Antaeotricha sardania

Scientific classification
- Domain: Eukaryota
- Kingdom: Animalia
- Phylum: Arthropoda
- Class: Insecta
- Order: Lepidoptera
- Family: Depressariidae
- Genus: Antaeotricha
- Species: A. sardania
- Binomial name: Antaeotricha sardania Meyrick, 1925

= Antaeotricha sardania =

- Authority: Meyrick, 1925

Species of moth

Antaeotricha sardania is a moth in the family Depressariidae. It was described by Edward Meyrick in 1925. It is found in Brazil (Para) and Peru.

The wingspan is 14–15 mm.

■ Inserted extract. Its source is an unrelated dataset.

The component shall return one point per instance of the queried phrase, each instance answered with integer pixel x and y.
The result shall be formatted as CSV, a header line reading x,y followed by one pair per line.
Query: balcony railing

The forewings have an irregular grey longitudinal suffusion extending from the base through the disc and gradually expanding to three-fourths, sometimes extending nearly to the costa, with variable transverse bars, spots, or clouds of dark fuscous suffusion, beyond the middle connected with the dorsum by a more or less developed patch of similar mottling, and with an oblique streak from near the posterior extremity to the costa beyond the middle. There is a dark ferruginous fascia narrowed downwards around the apex and upper two-thirds of the termen, edged anteriorly by a sinuate white line and then by a streak of grey suffusion. The hindwings are grey with the costa rather dilated on the anterior two-thirds, with a fringe of white projecting scales and a stronger white median tuft, as well as an ochreous-whitish expansible hairpencil lying in a yellowish subcostal groove from the base to two-thirds.